Throughout the book, Guenon compares between what is traditional and what is modern. He claims that modernity, initiating in the West, isolated it from the traditional spirit that has always existed there and that had its final traces manifested in Catholicism. By tradition, Guenon means transcendent knowledge that could only be attained by intellectual intuition, an intelligence totally ignored by the moderns, or through direct contact with thoso who attain it. In contrast to traditional knowledge, there is modern knowledge that is rooted in modern philosophy. He believes that philosophy as we know it does not reflect the etymological meaning of the word. Philosophy comes from the root ‘philo-sophia’ or the love of wisdom. It is only means by which wisdom could be reached, not wisdom in itself as what is understood in the modern world.

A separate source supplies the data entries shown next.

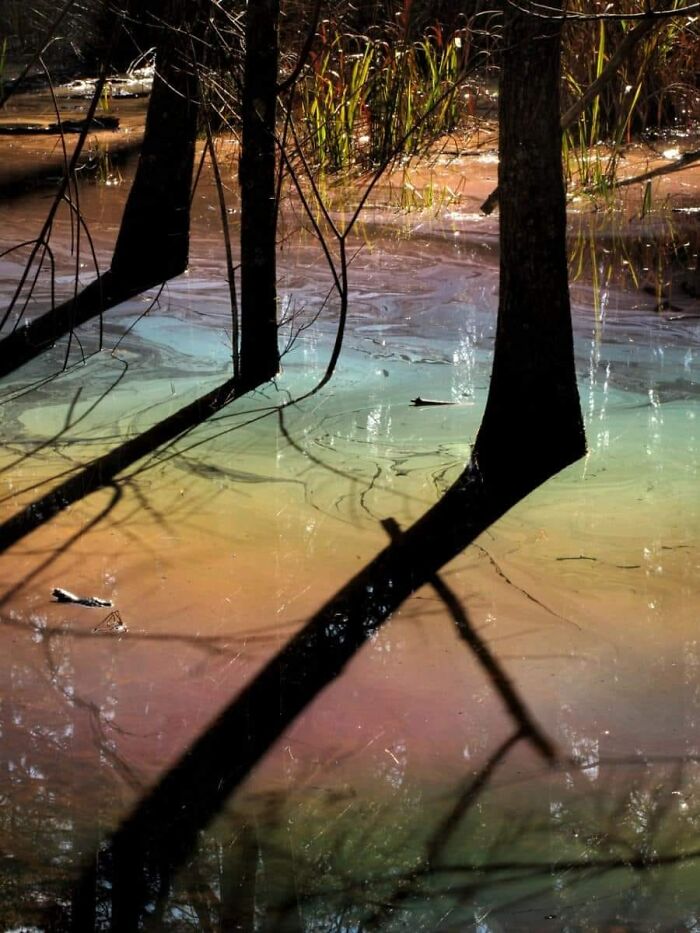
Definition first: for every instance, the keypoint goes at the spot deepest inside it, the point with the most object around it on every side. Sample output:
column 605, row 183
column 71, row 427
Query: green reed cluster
column 655, row 88
column 366, row 100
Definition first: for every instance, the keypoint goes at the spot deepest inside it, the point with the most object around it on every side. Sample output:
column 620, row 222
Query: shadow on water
column 139, row 862
column 246, row 877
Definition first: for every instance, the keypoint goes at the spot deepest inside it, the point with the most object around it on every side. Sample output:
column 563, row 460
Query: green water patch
column 223, row 544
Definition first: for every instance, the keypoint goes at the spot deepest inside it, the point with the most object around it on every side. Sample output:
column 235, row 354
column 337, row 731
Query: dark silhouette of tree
column 532, row 423
column 153, row 241
column 531, row 429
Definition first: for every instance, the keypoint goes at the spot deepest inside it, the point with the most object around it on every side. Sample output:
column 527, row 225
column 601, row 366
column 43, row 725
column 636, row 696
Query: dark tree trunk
column 258, row 179
column 153, row 241
column 532, row 425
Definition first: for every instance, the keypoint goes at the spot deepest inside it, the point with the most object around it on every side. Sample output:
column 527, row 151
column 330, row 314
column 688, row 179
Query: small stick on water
column 430, row 401
column 65, row 596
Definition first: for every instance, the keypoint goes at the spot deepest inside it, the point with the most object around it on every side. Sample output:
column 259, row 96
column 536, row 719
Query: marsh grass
column 655, row 88
column 366, row 100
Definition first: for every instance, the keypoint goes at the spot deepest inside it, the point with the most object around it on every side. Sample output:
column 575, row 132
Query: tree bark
column 532, row 424
column 153, row 241
column 258, row 179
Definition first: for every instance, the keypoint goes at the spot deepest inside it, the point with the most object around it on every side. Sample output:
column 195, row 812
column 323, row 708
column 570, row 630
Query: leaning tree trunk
column 257, row 172
column 153, row 241
column 532, row 424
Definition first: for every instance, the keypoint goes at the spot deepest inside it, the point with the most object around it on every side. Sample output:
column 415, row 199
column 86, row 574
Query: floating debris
column 65, row 596
column 430, row 401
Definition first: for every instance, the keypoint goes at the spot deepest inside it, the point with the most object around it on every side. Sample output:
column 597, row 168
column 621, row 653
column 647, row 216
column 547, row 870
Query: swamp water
column 396, row 801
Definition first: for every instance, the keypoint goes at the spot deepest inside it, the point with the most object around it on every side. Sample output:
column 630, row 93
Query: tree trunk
column 258, row 179
column 532, row 424
column 153, row 241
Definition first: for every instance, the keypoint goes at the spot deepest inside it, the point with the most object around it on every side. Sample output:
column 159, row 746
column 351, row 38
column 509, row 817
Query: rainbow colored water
column 222, row 545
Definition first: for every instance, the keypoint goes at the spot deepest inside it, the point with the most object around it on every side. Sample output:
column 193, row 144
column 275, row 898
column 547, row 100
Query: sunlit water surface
column 222, row 545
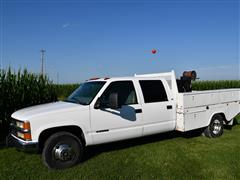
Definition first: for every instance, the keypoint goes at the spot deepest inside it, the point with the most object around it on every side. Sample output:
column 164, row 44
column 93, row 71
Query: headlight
column 19, row 124
column 24, row 130
column 25, row 126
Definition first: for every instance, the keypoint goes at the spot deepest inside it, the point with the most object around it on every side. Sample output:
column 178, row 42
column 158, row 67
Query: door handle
column 138, row 110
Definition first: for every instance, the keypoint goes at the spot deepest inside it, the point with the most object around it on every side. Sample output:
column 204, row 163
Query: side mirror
column 97, row 105
column 113, row 101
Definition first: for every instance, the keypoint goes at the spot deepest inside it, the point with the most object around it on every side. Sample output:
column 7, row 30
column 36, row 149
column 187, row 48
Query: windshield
column 86, row 92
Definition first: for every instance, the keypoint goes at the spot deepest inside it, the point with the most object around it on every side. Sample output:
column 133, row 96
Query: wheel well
column 77, row 131
column 223, row 116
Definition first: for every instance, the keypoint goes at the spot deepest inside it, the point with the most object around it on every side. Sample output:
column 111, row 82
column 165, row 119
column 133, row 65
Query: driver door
column 116, row 124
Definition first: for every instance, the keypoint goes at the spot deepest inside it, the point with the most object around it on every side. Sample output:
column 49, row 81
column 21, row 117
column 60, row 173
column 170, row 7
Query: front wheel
column 215, row 128
column 62, row 150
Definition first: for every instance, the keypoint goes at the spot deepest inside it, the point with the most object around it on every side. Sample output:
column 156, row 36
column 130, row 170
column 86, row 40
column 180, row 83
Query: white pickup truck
column 104, row 110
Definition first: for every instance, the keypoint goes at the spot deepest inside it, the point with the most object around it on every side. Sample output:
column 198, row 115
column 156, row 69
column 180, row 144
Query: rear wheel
column 62, row 150
column 215, row 128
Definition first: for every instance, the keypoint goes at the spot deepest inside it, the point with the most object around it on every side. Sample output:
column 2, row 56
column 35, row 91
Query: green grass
column 165, row 156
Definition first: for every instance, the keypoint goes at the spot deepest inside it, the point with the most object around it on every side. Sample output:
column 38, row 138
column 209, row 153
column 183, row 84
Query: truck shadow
column 92, row 151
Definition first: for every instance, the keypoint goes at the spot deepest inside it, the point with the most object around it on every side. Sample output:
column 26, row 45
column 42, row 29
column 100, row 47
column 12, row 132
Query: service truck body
column 140, row 114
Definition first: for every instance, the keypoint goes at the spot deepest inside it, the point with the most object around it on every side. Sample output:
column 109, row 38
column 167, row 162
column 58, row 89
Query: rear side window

Such confusion opened the door for ideas such as rationalism to flourish and become generally accepted in the West as opposed to intellectual intutition. This decadence added to the confusion within their minds that led to the negation of the supernatural, anything that cannot be conceived by the senses, hence humanism, individualism and the intellectual anarchy resulting from the negation of higher order of knowledge giving the rise to all the ‘isms’ we hear in social sciences. That was a time when “a philosopher’s renown is raised more by inventing a new error than by repeating a truth which has already been expressed by others.”
The decline in ‘religiousity’ apparent in the modern West is the result of none other than these ideas. The negation of higher order, of authority, allowed everyone even the ignorant to express their views about sacred texts. Religion was open to criticism by the incompenet and to private judgement driven by personal desires. An inevitable result was having religion controlled by the desires of individuals rather than the opposite. The tempting negation of authority (among other reasons) prevented the Church from taking required action.
Guenon defines materialism as giving priority to ideas of material order and that have a direct sensible effect. Its origin according to him lies in denying intellectual intution as means of reaching the truth. He even questions the West’s desire to find truth, claiming that it got totally replaced by utility. This, Guenon concludes, is what defines modernity. A Western system that will lead to its own destruction, be it through certain applications of what he calls ‘profane’ modern science, or through the spread of the false ‘isms’ throughout the world leading to more confusion than ever apparent in human history. This could be noticed in the confusion now felt in the East, where traditonal principles are still believed to exist but globalization (Westernization to be more accurate), by spreading anti-traditional knowledge and its applications, is leading the youth to act in the opposite direction of what they were raised up to believe. We can all feel this confusion and feel helpless about it. However, Guenon concludes his book by offering sound solutions. He notes that he doesn’t have the time to engage in philosophical discussions and he only does so when needed. His target readers, as mentioned above, are those who already ‘feel’ that something wrong is going on, and he urges them to take action instead of philosophizing. Otherwise, it will be too late.